Herbold encouraged her colleagues to be flexible as an incentive plan is approved, emphasizing that the decisions made Tuesday only free up the money to be used if Harrell’s plan is approved, and not trigger any specific incentives.

“Just because we talk about an intent to consider a recommendation that is going to come to us later, doesn’t mean that we’re giving a blank check for it,” Herbold said.


“I would really urge us not to harden our positions around this issue.”

Councilmembers Tammy Morales, Teresa Mosqueda, and Kshama Sawant argued that in a year when the city is expecting a significant budget shortfall, unspent salary savings could go further to address the wants and needs of the public.

“If we really want to increase public safety, there are better ways that we could spend $4.5 million,” Morales said, noting that the city could invest in safe drug consumption sites, tiny house villages, permanent supportive housing units, back rent payments for struggling tenants, or other social investments.

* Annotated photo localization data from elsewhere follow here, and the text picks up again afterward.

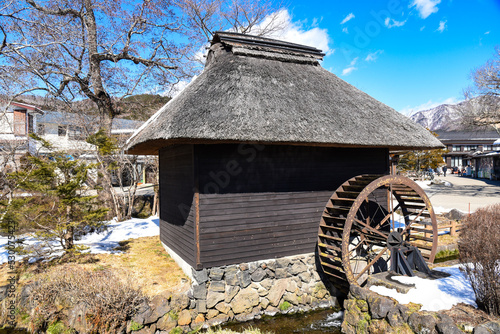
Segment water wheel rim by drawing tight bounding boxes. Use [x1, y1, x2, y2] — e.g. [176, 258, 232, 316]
[341, 174, 438, 286]
[317, 174, 438, 290]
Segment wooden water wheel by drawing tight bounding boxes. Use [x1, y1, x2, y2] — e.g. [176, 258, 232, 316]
[317, 174, 438, 291]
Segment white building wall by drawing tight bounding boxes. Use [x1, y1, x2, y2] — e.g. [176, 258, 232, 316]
[39, 123, 95, 153]
[0, 111, 14, 138]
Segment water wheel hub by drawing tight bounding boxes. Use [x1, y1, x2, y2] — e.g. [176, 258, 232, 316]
[387, 231, 404, 247]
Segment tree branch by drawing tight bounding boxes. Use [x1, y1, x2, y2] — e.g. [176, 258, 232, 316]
[26, 0, 82, 18]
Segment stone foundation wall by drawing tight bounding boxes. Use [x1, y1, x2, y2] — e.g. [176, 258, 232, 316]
[342, 285, 465, 334]
[126, 253, 339, 333]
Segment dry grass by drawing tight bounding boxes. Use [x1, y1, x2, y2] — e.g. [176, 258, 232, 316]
[438, 234, 459, 246]
[1, 236, 190, 298]
[28, 264, 146, 332]
[93, 236, 190, 297]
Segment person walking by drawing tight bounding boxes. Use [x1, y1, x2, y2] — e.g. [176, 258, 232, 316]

“The point is there are any number of ways to increase long-term community safety for our neighbors, and one-time hiring bonuses isn’t it,” Morales said.

The council voted 6-3 on both items, with Councilmembers Morales, Mosqueda and Sawant opposed. Councilmembers Herbold, Nelson, Alex Pedersen, Andrew Lewis, Dan Strauss and Council President Debora Juarez voted in favor.

A spokesperson for Harrell did not provide any update on the timing or content of an incentive plan Tuesday, but referred to a previous statement which stated the mayor’s office was developing a “comprehensive recruitment strategy” which will include “more specifically targeted incentives like a relocation bonus and education benefits” for SPD.